New Java exploit in the wild

Today AlienVault reported yet another vulnerability in Java, similar to CVE-2012-4681. Their head of Labs Jaime Blasco got hold of it and has been playing with it on a fully patched Java installation, and according to them, it works. If you fancy trying  it yourself, here are the details.

With Java embedded in to most web browsers (and if you don’t know about yours, it’s probably is), this is serious stuff. All you need do is go to a web page with some nasty embedded Java on it (by following a link in an email) and your machine is vulnerable to takeover. If you want to check whether Java is enabled on your browser, click here and check the version. If it returns “”No working Java was detected on your system…” then you’re okay. Right now, the only good Java is a dead one.

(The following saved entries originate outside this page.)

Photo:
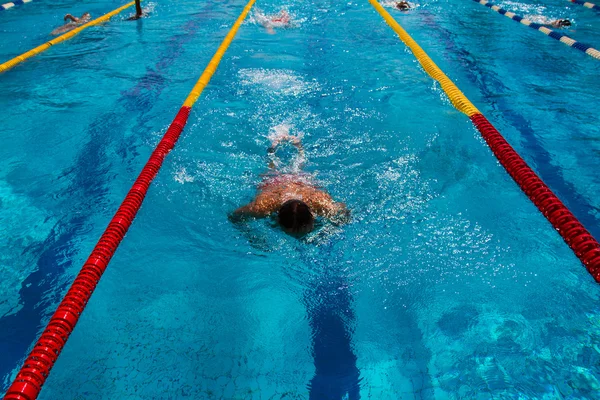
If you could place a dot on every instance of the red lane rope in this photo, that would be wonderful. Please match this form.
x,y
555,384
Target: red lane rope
x,y
583,244
40,361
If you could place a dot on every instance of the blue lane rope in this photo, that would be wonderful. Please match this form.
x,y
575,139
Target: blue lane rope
x,y
587,49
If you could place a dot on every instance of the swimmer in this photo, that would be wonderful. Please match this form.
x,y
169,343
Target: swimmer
x,y
559,23
403,5
292,197
281,20
138,12
74,22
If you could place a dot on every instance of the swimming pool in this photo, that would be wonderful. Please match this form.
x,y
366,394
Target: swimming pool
x,y
447,284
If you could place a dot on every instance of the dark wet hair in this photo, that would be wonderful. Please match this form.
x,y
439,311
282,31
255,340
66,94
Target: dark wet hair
x,y
295,217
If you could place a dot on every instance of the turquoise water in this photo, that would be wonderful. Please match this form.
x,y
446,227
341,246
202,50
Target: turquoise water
x,y
447,284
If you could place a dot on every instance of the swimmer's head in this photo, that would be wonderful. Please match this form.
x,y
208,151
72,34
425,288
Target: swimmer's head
x,y
295,217
563,22
402,5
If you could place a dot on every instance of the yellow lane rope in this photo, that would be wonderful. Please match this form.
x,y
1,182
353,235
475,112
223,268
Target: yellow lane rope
x,y
457,98
19,59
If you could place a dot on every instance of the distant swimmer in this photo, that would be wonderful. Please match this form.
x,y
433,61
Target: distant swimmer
x,y
291,196
73,23
403,5
281,20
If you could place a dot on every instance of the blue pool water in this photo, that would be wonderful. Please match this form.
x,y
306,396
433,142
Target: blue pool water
x,y
447,284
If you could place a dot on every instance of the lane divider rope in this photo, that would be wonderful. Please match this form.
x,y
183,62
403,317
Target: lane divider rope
x,y
37,366
6,6
585,247
581,2
19,59
587,49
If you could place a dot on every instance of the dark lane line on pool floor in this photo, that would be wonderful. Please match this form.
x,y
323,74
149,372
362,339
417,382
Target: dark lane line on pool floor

When Java first appeared as a cross-platform application language, much play was made of it being “sandboxed”, so a Java application was insulated from other applications and the host operating system. It didn’t take long for features to be added to allow it to manipulate files on the local system, providing obvious ways to break out. Security consists of guessing the ways this may occur and blocking them. This is a recipe for disaster unless the code is very taught. Opening the gates and then screening is the opposite of secure system design.

I realised something was wrong when a Sun evangelist tried to sell me on the idea of embedded Java – “We’ve reduced the footprint to 4Mb”. This was back in 1998, and 4Mb of ROM  on an embedded system was a hell of a lot. And it’s not just the size – 4Mb of code for doing what should be pretty straightforward stuff rang alarm bells. I don’t know about embedded Java, but the current JVM running on PCs is now talking in Gb. It’s hugely inefficient, which is a price you might choose to pay, but from a security point of view there’s no way you’re going to have that much code without all sorts of nasty stuff lurking away forgotten. Which explains why it keeps on coming out to bite us.

The only way to avoid your PC (or Macintosh or Linux box) being compromised is to disable the JVM until Oracle issue a patch for it.